Anschluß an den wesentlich tiefer liegenden Altlauf

Anschluß an den wesentlich tiefer liegenden Altlauf

Gerade war gestern – Renaturierung des Strickherdicker Baches beginnt Ende August 2018

Außer Tiefenerosion bisher wenig Bewegung – das ändert sich jetzt

Ende August werden im Naturschutzgebiet Strickherdicker Bachtal Bagger und Baumaschinen auffahren. Nach einer langen Planungsphase soll jetzt der Strickherdicker Bach renaturiert werden.

Die Talaue und der Bachlauf im Naturschutzgebiet Strickherdicker Bachtal zwischen Fröndenberg-Strick­herdicke und Langschede unterlagen in den letzten 150 Jahren einem beständigen Wandel. Schon bei der ersten Kartierung der Flächen hat die Preußische Uraufnahme 1839/1840 die überwiegende Nutzung der Aue als Grünland, unterbrochen von einigen Gehölzinseln fest­gehalten. Der Bachlauf selbst verlief mehr oder weniger frei mäandrierend.

Das Strickherdicker Bachtal 1892 (rot eingezeichnet die heutige NSG-Grenze)

Das Strickherdicker Bachtal 1892 (rot eingezeichnet die heutige NSG-Grenze)

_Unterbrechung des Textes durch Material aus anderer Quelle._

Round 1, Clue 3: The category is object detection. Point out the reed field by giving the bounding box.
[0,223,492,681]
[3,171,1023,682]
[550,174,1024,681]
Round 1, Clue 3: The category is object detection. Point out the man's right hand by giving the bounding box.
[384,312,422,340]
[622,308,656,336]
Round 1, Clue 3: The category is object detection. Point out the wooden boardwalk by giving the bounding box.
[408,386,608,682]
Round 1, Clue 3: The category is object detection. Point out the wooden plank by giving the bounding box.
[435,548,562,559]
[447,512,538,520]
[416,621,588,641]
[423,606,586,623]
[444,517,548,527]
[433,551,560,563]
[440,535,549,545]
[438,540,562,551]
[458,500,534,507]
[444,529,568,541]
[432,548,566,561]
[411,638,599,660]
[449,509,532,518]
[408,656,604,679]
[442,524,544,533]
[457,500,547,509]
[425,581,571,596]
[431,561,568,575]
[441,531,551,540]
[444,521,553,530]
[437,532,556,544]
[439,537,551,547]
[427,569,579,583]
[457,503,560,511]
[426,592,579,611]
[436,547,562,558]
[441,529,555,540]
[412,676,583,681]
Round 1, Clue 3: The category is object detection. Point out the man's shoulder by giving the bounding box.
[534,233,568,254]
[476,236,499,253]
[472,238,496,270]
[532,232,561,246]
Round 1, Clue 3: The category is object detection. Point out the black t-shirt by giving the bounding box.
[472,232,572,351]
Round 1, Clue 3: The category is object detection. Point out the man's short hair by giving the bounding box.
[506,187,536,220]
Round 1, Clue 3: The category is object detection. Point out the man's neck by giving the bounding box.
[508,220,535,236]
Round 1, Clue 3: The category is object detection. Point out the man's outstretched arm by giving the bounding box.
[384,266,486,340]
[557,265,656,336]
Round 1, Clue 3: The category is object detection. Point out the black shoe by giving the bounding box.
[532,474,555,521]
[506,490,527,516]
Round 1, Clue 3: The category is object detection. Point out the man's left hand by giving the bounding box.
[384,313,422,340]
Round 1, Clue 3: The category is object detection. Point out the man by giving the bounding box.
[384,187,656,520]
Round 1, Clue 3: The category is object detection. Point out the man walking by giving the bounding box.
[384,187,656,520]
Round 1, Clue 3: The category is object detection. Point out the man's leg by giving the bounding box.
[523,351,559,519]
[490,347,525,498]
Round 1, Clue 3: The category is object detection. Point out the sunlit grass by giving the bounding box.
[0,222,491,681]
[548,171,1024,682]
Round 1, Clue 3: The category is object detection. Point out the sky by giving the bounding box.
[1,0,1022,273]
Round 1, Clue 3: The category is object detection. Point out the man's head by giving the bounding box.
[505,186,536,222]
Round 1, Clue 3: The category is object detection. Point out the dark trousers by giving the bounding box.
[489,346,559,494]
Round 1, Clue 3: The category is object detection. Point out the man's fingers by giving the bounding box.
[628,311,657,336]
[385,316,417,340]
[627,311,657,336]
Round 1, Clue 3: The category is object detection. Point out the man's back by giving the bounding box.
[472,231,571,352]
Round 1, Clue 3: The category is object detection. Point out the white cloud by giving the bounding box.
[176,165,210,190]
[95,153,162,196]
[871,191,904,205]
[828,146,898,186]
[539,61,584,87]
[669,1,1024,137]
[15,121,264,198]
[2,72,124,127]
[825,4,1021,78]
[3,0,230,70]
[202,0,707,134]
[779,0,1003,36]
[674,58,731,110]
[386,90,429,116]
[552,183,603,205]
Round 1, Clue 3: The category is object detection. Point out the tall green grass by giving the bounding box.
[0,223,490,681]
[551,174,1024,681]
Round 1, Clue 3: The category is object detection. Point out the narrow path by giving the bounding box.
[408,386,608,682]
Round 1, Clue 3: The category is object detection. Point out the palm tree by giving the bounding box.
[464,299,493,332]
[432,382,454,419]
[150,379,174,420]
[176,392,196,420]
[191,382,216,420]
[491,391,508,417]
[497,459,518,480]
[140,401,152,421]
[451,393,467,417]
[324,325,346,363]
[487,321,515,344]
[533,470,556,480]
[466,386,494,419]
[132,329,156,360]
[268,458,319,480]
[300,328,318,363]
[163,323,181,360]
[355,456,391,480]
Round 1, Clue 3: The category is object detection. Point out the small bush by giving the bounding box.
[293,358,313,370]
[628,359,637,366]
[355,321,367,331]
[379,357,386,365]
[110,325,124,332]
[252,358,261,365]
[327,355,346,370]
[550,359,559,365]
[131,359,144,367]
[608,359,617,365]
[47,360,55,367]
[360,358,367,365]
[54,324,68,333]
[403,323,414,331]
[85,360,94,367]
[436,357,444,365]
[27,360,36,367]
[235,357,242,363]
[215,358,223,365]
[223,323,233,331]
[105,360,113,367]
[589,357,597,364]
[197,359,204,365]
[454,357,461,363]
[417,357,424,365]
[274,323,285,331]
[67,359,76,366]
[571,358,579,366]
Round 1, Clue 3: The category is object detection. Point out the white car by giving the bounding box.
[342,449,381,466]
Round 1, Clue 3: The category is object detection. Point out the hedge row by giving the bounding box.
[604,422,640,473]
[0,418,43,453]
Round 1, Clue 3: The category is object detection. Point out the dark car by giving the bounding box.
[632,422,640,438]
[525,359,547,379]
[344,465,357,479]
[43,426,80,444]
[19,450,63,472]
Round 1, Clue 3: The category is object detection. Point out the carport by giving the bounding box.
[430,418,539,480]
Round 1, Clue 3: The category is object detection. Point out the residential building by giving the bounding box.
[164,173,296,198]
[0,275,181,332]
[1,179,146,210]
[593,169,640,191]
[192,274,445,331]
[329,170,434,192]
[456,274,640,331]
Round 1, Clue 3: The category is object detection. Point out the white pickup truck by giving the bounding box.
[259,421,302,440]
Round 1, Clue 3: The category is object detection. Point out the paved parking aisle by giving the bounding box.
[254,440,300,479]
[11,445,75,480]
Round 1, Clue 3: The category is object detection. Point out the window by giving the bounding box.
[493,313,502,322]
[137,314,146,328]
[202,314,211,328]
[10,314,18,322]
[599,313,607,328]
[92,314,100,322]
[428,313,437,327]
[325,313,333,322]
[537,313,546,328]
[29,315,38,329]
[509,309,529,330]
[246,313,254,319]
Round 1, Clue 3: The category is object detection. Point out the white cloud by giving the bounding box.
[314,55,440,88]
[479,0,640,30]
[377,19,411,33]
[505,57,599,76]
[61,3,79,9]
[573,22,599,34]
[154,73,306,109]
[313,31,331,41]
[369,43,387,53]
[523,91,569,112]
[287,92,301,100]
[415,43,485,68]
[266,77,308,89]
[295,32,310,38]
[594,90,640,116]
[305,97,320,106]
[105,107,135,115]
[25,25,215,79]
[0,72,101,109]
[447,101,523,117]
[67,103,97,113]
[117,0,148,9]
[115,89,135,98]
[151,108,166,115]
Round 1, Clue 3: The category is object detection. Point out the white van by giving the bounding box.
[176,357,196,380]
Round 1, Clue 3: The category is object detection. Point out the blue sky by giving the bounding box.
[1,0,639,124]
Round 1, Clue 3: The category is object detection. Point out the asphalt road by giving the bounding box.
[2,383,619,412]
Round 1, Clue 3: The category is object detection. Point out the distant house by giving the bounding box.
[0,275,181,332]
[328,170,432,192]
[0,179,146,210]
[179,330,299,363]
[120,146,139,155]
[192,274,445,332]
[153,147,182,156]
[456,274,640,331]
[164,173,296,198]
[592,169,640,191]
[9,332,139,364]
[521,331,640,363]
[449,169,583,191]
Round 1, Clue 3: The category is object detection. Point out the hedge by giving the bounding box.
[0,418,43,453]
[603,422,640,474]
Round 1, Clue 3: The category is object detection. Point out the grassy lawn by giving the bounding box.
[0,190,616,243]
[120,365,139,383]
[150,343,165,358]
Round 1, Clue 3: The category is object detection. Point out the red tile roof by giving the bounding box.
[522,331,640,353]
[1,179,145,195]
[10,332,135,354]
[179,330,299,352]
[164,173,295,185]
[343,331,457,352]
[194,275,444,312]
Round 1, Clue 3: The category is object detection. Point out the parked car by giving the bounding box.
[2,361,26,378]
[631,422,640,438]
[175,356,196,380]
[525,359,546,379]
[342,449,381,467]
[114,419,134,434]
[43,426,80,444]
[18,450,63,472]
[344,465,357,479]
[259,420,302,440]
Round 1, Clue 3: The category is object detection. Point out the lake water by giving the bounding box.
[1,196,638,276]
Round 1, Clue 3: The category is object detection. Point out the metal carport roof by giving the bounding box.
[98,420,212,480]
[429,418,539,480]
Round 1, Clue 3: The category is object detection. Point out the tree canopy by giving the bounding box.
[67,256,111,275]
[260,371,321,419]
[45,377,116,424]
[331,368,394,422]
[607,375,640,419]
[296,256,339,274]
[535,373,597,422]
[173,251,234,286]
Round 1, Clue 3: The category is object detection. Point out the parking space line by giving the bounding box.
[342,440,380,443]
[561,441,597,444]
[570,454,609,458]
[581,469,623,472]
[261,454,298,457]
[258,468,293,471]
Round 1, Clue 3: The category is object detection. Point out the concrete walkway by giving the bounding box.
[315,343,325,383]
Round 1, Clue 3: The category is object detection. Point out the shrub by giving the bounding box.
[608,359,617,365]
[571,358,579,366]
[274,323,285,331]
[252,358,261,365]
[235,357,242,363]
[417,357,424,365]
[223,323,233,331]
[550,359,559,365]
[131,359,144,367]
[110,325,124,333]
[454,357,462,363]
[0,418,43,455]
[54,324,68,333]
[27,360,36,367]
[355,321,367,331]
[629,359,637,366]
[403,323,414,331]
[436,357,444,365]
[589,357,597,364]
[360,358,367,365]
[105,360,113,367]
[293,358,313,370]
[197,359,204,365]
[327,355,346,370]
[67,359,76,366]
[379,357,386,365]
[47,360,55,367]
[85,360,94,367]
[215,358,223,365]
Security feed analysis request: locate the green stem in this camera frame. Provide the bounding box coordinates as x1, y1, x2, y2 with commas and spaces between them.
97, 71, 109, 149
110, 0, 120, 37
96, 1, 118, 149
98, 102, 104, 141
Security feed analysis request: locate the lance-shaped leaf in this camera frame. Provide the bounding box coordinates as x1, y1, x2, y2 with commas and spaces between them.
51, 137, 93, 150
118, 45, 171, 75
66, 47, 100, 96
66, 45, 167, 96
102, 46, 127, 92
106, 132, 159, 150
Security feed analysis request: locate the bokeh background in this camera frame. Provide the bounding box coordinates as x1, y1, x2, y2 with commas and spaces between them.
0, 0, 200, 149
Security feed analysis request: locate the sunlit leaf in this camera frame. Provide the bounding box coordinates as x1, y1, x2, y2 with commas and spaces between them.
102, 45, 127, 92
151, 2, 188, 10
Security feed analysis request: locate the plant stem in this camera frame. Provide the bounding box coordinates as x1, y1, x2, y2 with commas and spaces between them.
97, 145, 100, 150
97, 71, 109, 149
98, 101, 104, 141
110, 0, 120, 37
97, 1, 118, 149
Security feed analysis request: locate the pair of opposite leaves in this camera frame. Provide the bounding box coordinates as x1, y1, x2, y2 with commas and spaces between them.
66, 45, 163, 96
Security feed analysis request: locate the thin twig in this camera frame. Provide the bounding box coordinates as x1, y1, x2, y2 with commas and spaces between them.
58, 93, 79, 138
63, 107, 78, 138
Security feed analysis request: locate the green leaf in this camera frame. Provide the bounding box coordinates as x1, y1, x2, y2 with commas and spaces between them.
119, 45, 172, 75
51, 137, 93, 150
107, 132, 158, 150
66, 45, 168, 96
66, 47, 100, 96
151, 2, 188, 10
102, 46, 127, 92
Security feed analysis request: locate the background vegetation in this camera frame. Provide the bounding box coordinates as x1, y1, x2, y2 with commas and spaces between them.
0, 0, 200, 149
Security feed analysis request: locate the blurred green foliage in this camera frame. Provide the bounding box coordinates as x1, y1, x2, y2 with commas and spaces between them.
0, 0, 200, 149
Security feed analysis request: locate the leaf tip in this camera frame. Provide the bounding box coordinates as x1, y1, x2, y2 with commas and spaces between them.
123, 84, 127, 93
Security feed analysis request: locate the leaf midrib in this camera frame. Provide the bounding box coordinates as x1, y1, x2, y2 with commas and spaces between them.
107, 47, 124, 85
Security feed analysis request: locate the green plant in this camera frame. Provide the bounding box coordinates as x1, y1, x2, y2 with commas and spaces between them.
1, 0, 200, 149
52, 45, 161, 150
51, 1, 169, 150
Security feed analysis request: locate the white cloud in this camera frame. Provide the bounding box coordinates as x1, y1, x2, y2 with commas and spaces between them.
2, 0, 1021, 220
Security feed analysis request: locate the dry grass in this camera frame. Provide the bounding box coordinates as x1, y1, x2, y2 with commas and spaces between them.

In den folgenden Jahrzehnten ist das Grünland in diesem Siepen, wie auch in anderen Bachtälern im hiesigen Raum, als Flößwiese genutzt worden. Bachlauf und Talaue wurden zu diesem Zweck sicherlich schon im 19. Jahrhundert in weiten Teilen umgestaltet. Mittels im Bachlauf eingebauter kleiner Stauwehre konnte das Grünland geflößt, also geflutet werden, um dadurch ein früheres, gleichmäßigeres und kräftigeres Wachstum des Grases für die Mahd zu bewirken.
Zuletzt wurde der Strickherdicker Bach mit der nationalsozialistischen Machtübernahme und Ideologisie­rung einer einschneiden­den Veränderung unterzogen. 1934 hat der Nationalsozialistische Arbeitsdienst (NSAD) den Strickherdicker Bach durch den Einbau von Stauwehren, die Anlage von Quer- und Seitengräben und den Bau von Brücken massiv umgestaltet und in weiten Abschnitten begradigt. Der Bachlauf wurde zwischen dem Heideweg und Langschede auf ganzer Länge in die Talmitte verlegt.
Durch das Aufkommen des Kunstdüngers und die fort­schreitende Mechanisierung in den 1950er Jahren ist die Flößwiesennutzung landesweit zum Erliegen gekommen und auch im Strickherdicker Bachtal kaum mehr prakti­ziert worden, die Flächen fielen brach, der Unterhalt der Stauwehre wurde eingestellt.
Im Strickherdicker Bachtal hat ein weiterer, letzter Eingriff die Entwicklung zur Sozialbrache befördert. Mitte der 1960er Jahre wurde entlang des Talzuges der Abwasserkanal zwischen Strickherdicke und Langschede verlegt. Die eingesetzten Baufahrzeuge zerstörten teilweise die verlegten Ton-Drai­nagen der Grünlandflächen. Auch ohne das Flößen der Wiesen vernässte das Grünland durch das Hangdruck­wasser der Seitenkanten zusehends, so dass eine gewinnbringende Nutzung mit den inzwi­schen eingesetzten land­wirtschaftlichen Maschi­nen immer schwieriger wurde.

Topographische Karte 1973

Topographische Karte 1973

Die letzten Begradigungen des Bachlaufes haben nicht nur in der Horizontalen deutliche Spuren im Gebiet hin­terlassen: Das starke Gefälle des Strickherdicker Baches hat eine enorme Tiefenerosion – ausgelöst durch die Begradigung – in Gang gesetzt. Das beträchtliche Gefälle des begradigten Bachlaufes von knapp 10 m auf 500 m Laufstrecke führte im Südabschnitt zu einer extremen Eintiefung des Gewässers von bis zu 4 m unter Geländeniveau. Durch den Verfall der Wehre erodierte der Gewässerboden in den letzten Jahren rückschreitend mit zunehmender Geschwindigkeit. Die angrenzenden nassen und feuchten Brachwiesen und Hochstaudenfluren wurden durch die Tieferlegung des Was­serhorizontes entwässert und da­mit aus Sicht des Naturschutzes erheblich entwertet.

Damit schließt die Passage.